Дымов Осип
Молодость
Осип Дымов
Молодость
Счастливое время, когда можно быть жестоким! Запах липы врезывается в память, словно событие. Соловей щелкает протяжно и сладко; и чуть-чуть посмеивается над поэтами; эту-то птицу они воспевают! Поле целый день под солнцем не знает тени, думаешь: это почему-то тебя касается. В прохладном лесу, пересекая дороги, ползут черные рогатые улитки. В том, как они медленно шевелят рожками и как быстро прячут их съеживаясь, лежит месяц июнь, душный, пахнущий сладкой липой.
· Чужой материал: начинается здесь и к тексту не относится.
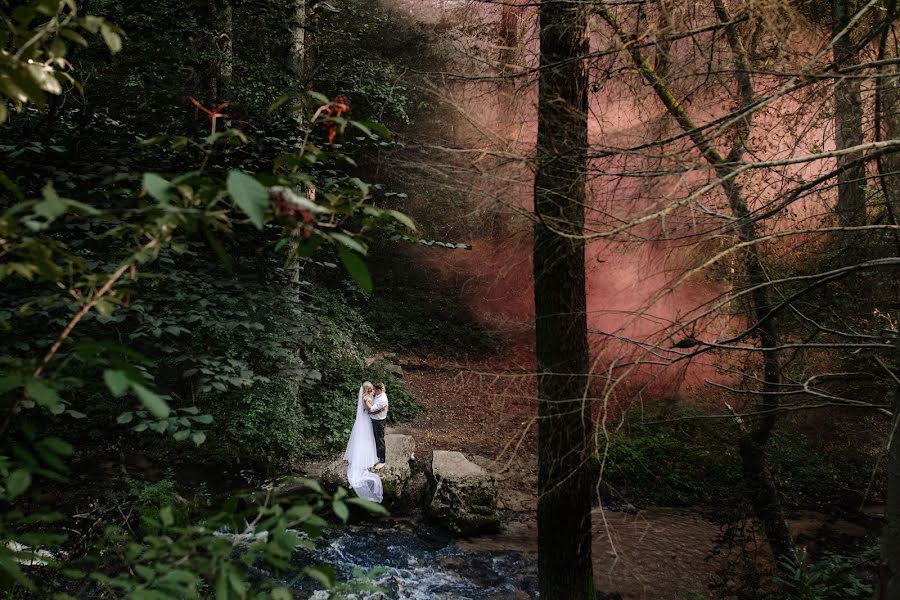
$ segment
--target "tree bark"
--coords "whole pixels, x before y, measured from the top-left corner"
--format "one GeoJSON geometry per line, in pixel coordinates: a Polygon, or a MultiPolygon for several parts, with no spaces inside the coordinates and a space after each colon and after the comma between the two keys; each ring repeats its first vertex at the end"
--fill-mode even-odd
{"type": "MultiPolygon", "coordinates": [[[[831,0],[832,36],[837,36],[850,23],[853,16],[853,0],[831,0]]],[[[840,37],[833,47],[834,66],[842,69],[859,63],[851,32],[840,37]]],[[[862,96],[860,81],[852,77],[839,77],[834,82],[834,140],[838,150],[852,148],[863,143],[862,96]]],[[[866,224],[866,169],[857,154],[838,157],[838,167],[844,167],[837,176],[838,223],[844,226],[866,224]],[[856,162],[856,164],[853,164],[856,162]]]]}
{"type": "Polygon", "coordinates": [[[234,9],[228,0],[209,0],[211,45],[209,94],[215,102],[228,99],[234,86],[234,9]]]}
{"type": "Polygon", "coordinates": [[[294,75],[304,82],[308,79],[310,69],[309,43],[307,31],[306,0],[294,0],[294,28],[291,31],[290,65],[294,75]]]}
{"type": "Polygon", "coordinates": [[[538,579],[544,600],[595,600],[591,562],[587,313],[586,5],[539,5],[534,188],[538,363],[538,579]]]}

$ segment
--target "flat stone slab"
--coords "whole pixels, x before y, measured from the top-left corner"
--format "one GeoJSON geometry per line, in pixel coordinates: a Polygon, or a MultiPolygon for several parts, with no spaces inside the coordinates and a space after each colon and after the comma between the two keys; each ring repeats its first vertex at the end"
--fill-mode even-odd
{"type": "MultiPolygon", "coordinates": [[[[384,444],[387,463],[384,468],[375,472],[381,477],[384,503],[390,504],[400,499],[412,475],[409,462],[415,458],[416,440],[409,435],[390,433],[384,436],[384,444]]],[[[335,458],[325,467],[321,481],[327,486],[350,489],[350,482],[347,481],[347,463],[343,456],[335,458]]]]}
{"type": "Polygon", "coordinates": [[[494,476],[461,452],[435,450],[427,476],[433,492],[426,513],[432,520],[463,536],[502,528],[494,476]]]}

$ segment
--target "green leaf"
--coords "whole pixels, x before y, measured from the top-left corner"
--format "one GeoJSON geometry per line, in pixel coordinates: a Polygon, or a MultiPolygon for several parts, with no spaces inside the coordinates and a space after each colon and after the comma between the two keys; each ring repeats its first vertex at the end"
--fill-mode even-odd
{"type": "Polygon", "coordinates": [[[319,565],[318,567],[306,567],[305,569],[303,569],[303,572],[328,589],[333,588],[335,582],[337,581],[337,573],[335,573],[334,568],[327,565],[319,565]]]}
{"type": "Polygon", "coordinates": [[[171,202],[177,197],[175,186],[156,173],[144,173],[143,188],[160,202],[171,202]]]}
{"type": "Polygon", "coordinates": [[[59,394],[56,393],[56,390],[39,379],[29,381],[25,386],[25,393],[41,406],[55,408],[60,405],[59,394]]]}
{"type": "Polygon", "coordinates": [[[365,261],[342,246],[337,246],[337,251],[338,256],[341,257],[341,262],[344,263],[344,268],[347,269],[347,273],[350,274],[353,281],[366,294],[372,293],[372,276],[369,274],[369,268],[366,266],[365,261]]]}
{"type": "Polygon", "coordinates": [[[121,398],[128,391],[128,376],[123,371],[106,369],[103,371],[103,381],[116,398],[121,398]]]}
{"type": "Polygon", "coordinates": [[[22,378],[18,375],[0,377],[0,396],[22,385],[22,378]]]}
{"type": "MultiPolygon", "coordinates": [[[[361,242],[353,239],[345,233],[332,233],[331,239],[337,241],[339,244],[343,244],[344,246],[350,248],[355,252],[358,252],[359,254],[366,253],[366,247],[361,242]]],[[[340,248],[340,246],[338,246],[338,248],[340,248]]]]}
{"type": "Polygon", "coordinates": [[[294,595],[287,588],[275,588],[272,590],[272,600],[294,600],[294,595]]]}
{"type": "Polygon", "coordinates": [[[20,495],[31,485],[31,472],[27,469],[16,469],[6,479],[6,496],[10,500],[20,495]]]}
{"type": "Polygon", "coordinates": [[[237,170],[228,173],[226,185],[235,204],[250,217],[257,229],[262,229],[269,207],[269,192],[265,186],[254,177],[237,170]]]}
{"type": "Polygon", "coordinates": [[[331,508],[334,510],[334,514],[337,515],[338,519],[344,523],[350,518],[350,509],[347,508],[347,505],[344,504],[343,500],[335,500],[331,503],[331,508]]]}
{"type": "Polygon", "coordinates": [[[134,382],[131,382],[131,389],[151,415],[157,419],[165,419],[169,416],[169,405],[155,392],[134,382]]]}

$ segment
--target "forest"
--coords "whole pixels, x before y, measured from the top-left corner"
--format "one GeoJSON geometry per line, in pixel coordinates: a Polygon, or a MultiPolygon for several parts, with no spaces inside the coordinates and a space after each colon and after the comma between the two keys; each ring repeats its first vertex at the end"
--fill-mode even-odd
{"type": "Polygon", "coordinates": [[[897,12],[0,0],[0,599],[900,599],[897,12]]]}

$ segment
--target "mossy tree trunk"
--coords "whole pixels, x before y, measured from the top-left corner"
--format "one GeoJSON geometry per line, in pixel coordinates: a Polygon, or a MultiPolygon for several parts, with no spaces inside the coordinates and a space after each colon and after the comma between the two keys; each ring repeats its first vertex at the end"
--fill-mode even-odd
{"type": "Polygon", "coordinates": [[[544,0],[534,187],[538,363],[538,579],[544,600],[595,600],[590,406],[584,406],[587,10],[544,0]]]}
{"type": "MultiPolygon", "coordinates": [[[[831,0],[832,36],[837,37],[849,26],[855,12],[853,0],[831,0]]],[[[834,42],[834,66],[844,69],[859,64],[859,56],[851,31],[834,42]]],[[[834,139],[838,150],[863,143],[862,96],[860,80],[838,77],[834,82],[834,139]]],[[[866,224],[866,169],[858,154],[839,156],[837,216],[841,225],[866,224]]]]}

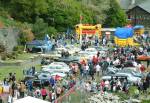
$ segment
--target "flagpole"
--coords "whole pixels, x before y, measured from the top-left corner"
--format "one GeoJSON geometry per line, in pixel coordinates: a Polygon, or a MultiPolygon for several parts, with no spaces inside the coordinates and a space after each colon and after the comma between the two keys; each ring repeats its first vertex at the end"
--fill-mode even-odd
{"type": "Polygon", "coordinates": [[[80,24],[82,24],[82,19],[83,19],[83,17],[82,17],[82,15],[80,14],[80,24]]]}

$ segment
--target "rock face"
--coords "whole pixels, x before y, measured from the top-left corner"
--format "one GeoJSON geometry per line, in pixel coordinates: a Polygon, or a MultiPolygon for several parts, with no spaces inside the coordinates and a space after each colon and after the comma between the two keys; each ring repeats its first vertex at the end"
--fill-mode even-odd
{"type": "Polygon", "coordinates": [[[96,94],[89,98],[90,103],[121,103],[119,97],[111,93],[96,94]]]}
{"type": "Polygon", "coordinates": [[[7,53],[11,53],[17,46],[18,33],[19,31],[13,28],[0,29],[0,43],[5,46],[7,53]]]}

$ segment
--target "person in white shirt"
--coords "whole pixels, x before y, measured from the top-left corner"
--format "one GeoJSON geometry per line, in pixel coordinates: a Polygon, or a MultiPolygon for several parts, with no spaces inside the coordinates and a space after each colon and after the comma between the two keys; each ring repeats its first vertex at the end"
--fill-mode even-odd
{"type": "Polygon", "coordinates": [[[100,76],[100,69],[101,69],[101,66],[99,64],[96,65],[96,74],[97,76],[100,76]]]}

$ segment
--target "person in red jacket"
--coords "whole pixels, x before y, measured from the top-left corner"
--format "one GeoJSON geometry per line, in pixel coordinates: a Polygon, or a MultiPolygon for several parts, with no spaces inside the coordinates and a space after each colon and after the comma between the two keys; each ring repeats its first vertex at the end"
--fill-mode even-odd
{"type": "Polygon", "coordinates": [[[42,87],[42,89],[41,89],[41,95],[43,97],[43,100],[45,100],[46,96],[47,96],[47,91],[46,91],[46,89],[44,87],[42,87]]]}

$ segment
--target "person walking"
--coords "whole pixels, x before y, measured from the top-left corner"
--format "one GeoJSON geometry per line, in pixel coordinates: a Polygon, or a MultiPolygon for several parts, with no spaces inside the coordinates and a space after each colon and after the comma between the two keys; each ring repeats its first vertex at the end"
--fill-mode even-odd
{"type": "Polygon", "coordinates": [[[47,91],[46,91],[45,87],[42,87],[42,89],[41,89],[41,95],[42,95],[43,100],[45,100],[46,96],[47,96],[47,91]]]}
{"type": "Polygon", "coordinates": [[[96,65],[96,74],[98,77],[100,76],[100,69],[101,69],[101,66],[99,64],[97,64],[96,65]]]}
{"type": "Polygon", "coordinates": [[[20,98],[24,98],[25,91],[26,91],[26,86],[23,82],[21,82],[19,87],[20,98]]]}

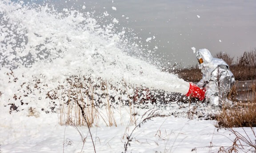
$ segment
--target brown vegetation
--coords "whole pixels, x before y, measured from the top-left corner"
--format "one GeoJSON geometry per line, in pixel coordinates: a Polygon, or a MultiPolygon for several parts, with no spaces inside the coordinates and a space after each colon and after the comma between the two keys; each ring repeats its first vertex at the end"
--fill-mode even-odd
{"type": "MultiPolygon", "coordinates": [[[[236,80],[256,79],[256,49],[245,52],[242,56],[237,58],[234,64],[232,64],[234,57],[226,53],[220,52],[215,57],[223,59],[229,65],[236,80]]],[[[198,82],[202,78],[201,71],[196,66],[184,68],[175,73],[187,81],[198,82]]]]}

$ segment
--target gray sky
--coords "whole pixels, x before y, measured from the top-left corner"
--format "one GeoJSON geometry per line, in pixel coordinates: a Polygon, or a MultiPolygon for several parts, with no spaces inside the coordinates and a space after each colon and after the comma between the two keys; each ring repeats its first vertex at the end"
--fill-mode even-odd
{"type": "Polygon", "coordinates": [[[112,5],[114,16],[129,17],[126,26],[144,40],[155,36],[151,45],[184,65],[196,63],[192,47],[236,59],[256,47],[255,0],[119,0],[112,5]]]}
{"type": "Polygon", "coordinates": [[[121,27],[133,29],[144,44],[183,66],[197,63],[191,47],[235,57],[256,47],[255,0],[56,0],[59,4],[102,13],[108,11],[121,27]],[[112,9],[112,7],[116,10],[112,9]],[[128,19],[127,19],[128,18],[128,19]],[[156,37],[150,42],[147,38],[156,37]]]}

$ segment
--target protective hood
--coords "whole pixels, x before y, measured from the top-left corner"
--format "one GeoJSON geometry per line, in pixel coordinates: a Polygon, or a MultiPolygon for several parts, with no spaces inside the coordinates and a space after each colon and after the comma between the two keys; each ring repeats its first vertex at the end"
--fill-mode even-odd
{"type": "Polygon", "coordinates": [[[196,58],[199,60],[203,58],[204,62],[199,65],[199,69],[201,69],[203,67],[206,66],[209,64],[213,58],[212,56],[208,50],[206,49],[200,49],[196,52],[196,58]]]}

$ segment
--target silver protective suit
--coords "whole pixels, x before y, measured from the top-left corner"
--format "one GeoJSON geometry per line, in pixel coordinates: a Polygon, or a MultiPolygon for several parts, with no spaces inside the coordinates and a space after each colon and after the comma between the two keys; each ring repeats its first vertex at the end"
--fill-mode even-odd
{"type": "Polygon", "coordinates": [[[213,58],[208,50],[198,50],[196,58],[203,59],[199,65],[203,78],[197,85],[205,88],[205,98],[211,105],[221,107],[235,84],[235,77],[228,64],[222,59],[213,58]]]}

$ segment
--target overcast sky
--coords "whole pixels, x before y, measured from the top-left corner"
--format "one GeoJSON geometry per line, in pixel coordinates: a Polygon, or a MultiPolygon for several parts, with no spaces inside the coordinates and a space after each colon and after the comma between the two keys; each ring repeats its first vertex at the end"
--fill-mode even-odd
{"type": "Polygon", "coordinates": [[[197,63],[192,47],[207,48],[213,55],[225,52],[235,60],[256,47],[255,0],[50,1],[62,7],[84,5],[87,11],[100,14],[107,11],[120,26],[133,29],[145,44],[152,49],[157,46],[158,53],[184,66],[197,63]],[[155,39],[146,41],[153,36],[155,39]]]}

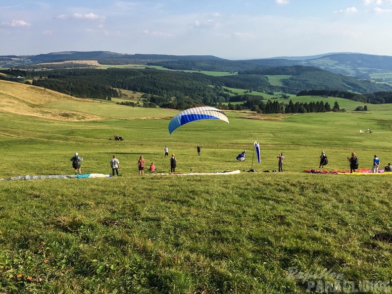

На закате солнца небо рыжеет, хочется сидеть всю ночь напролет и слушать, как, медленно и сладко журча листьями, спускается сверху теплая струя ночного ветра. Вот все листья зашевелились, и только на одной, одиноко торчащей ветви, они неподвижны. Но это вовсе не ветер, это спустилась в самому сердцу ночная грусть порыжевшего неба. Грусть о том, что прошел день, прекрасный земной день, но и он не вобрал в себя всего, что было на душе. То, что на душе, и то, что на земле, не совпадает, не совмещается. Закатилось, упав вниз, солнце и у низкого плоского берега умирают мысли, выброшенные течением дня -- как умирают раковины и морские звезды, выброшенные морем на песок днем. На берегу вечера сидишь в печальном изумлении и не знаешь, что делать с этими сокровищами дня, которые оказались лишними.
Под кустом в траве слышится аккуратный, настойчивый, неслучайный шорох. Чуть-чуть боишься, потому что угадываешь какое-то определенное намерение. Из тени по высокой траве клумбы ползет большой, уродливый, милый еж -- живое существо, выброшенное течением синих волн дня на плоский темный берег вечера.
-- Добрый малый! -- говоришь ему, -- ты, добрый малый, ступай к своей ежихе.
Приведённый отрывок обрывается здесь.